What does the index template look like? How well is it optimized?

Regarding the IPFIX data... if the device is sending 33K/sec, are you sure that the collector that is sending them to Elasticsearch is actually processing them all in order to forward them? What are you using as a collector? Run netstat -su a couple times on the collector and look to see if you are dropping UDP packets because of buffer errors. If your collector can't keep up (i.e. can't pull PDUs from the buffer as fast as they are arriving) it will manifest itself as buffer receive errors.

I have done a lot of flow data projects at various customers. Netflow, IPFIX, sFlow... all of it. I can tell you now that indexing 33K/s with a single Elasticsearch node is very, very, very unlikely. The challenges you must master are...

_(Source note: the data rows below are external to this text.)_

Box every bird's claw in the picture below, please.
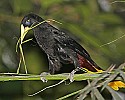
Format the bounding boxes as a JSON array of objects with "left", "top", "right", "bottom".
[
  {"left": 69, "top": 67, "right": 83, "bottom": 82},
  {"left": 40, "top": 72, "right": 50, "bottom": 82},
  {"left": 40, "top": 77, "right": 48, "bottom": 82},
  {"left": 69, "top": 70, "right": 75, "bottom": 82}
]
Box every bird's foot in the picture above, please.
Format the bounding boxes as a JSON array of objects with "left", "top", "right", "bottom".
[
  {"left": 69, "top": 70, "right": 76, "bottom": 82},
  {"left": 69, "top": 67, "right": 87, "bottom": 82},
  {"left": 40, "top": 72, "right": 50, "bottom": 82},
  {"left": 69, "top": 67, "right": 81, "bottom": 82}
]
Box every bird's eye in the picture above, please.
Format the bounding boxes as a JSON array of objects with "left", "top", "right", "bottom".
[{"left": 25, "top": 19, "right": 31, "bottom": 26}]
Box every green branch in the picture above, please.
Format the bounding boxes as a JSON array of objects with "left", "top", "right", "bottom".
[{"left": 0, "top": 73, "right": 103, "bottom": 82}]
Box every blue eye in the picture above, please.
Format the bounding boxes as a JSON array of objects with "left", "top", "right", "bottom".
[{"left": 25, "top": 20, "right": 31, "bottom": 26}]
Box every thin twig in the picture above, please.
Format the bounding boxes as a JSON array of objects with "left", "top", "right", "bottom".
[
  {"left": 111, "top": 1, "right": 125, "bottom": 4},
  {"left": 100, "top": 34, "right": 125, "bottom": 47},
  {"left": 28, "top": 79, "right": 66, "bottom": 96}
]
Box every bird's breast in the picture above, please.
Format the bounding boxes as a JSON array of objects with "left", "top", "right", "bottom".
[{"left": 34, "top": 30, "right": 56, "bottom": 54}]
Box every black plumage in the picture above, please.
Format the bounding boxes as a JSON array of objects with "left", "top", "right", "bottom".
[{"left": 21, "top": 13, "right": 102, "bottom": 74}]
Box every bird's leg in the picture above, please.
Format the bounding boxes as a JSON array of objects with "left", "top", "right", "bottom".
[
  {"left": 69, "top": 67, "right": 88, "bottom": 82},
  {"left": 48, "top": 56, "right": 56, "bottom": 74},
  {"left": 40, "top": 72, "right": 50, "bottom": 82},
  {"left": 40, "top": 55, "right": 57, "bottom": 82},
  {"left": 69, "top": 67, "right": 80, "bottom": 82},
  {"left": 65, "top": 49, "right": 87, "bottom": 82},
  {"left": 64, "top": 50, "right": 80, "bottom": 82},
  {"left": 69, "top": 59, "right": 80, "bottom": 82},
  {"left": 48, "top": 55, "right": 61, "bottom": 74}
]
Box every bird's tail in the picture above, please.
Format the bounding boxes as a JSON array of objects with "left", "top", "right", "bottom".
[{"left": 77, "top": 54, "right": 125, "bottom": 90}]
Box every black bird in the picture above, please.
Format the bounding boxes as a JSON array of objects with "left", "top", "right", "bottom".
[
  {"left": 21, "top": 13, "right": 102, "bottom": 74},
  {"left": 20, "top": 14, "right": 125, "bottom": 90}
]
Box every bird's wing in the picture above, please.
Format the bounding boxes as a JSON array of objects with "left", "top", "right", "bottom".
[{"left": 52, "top": 29, "right": 100, "bottom": 69}]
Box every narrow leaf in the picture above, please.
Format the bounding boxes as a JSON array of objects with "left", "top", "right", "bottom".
[
  {"left": 120, "top": 71, "right": 125, "bottom": 81},
  {"left": 106, "top": 86, "right": 123, "bottom": 100},
  {"left": 94, "top": 88, "right": 105, "bottom": 100}
]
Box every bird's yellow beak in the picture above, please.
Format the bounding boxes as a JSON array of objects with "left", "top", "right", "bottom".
[
  {"left": 21, "top": 24, "right": 25, "bottom": 37},
  {"left": 21, "top": 24, "right": 30, "bottom": 43}
]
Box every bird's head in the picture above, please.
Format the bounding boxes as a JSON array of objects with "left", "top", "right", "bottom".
[{"left": 21, "top": 13, "right": 44, "bottom": 36}]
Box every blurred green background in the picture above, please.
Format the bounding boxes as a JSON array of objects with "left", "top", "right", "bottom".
[{"left": 0, "top": 0, "right": 125, "bottom": 100}]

  1. How to receive 33K/s without dropping UDP packets (this starts with Linux kernel tuning, understanding things like NIC receive queues to CPU core binding, etc).
  2. How to decode those flows efficiently into JSON documents.
  3. How to structure your index for the most efficient storage of data, without loosing reporting functionality.
  4. Ensuring sufficient storage write IOPS to store the data.

My experience is that 6K/s with a single server is about right. You might be able to squeeze out a bit more than that, but don't forget that you have to read that data at some point. If your storage IOPS is maxed on writes, there is no overhead to actually do queries. You will experience all kinds of problems with reporting.

If I was sizing a cluster for flow data, I would say that you need at least 5 or 6 nodes, depending on how well designed your indices are. That is of course only relevant once the raw collection is worked out.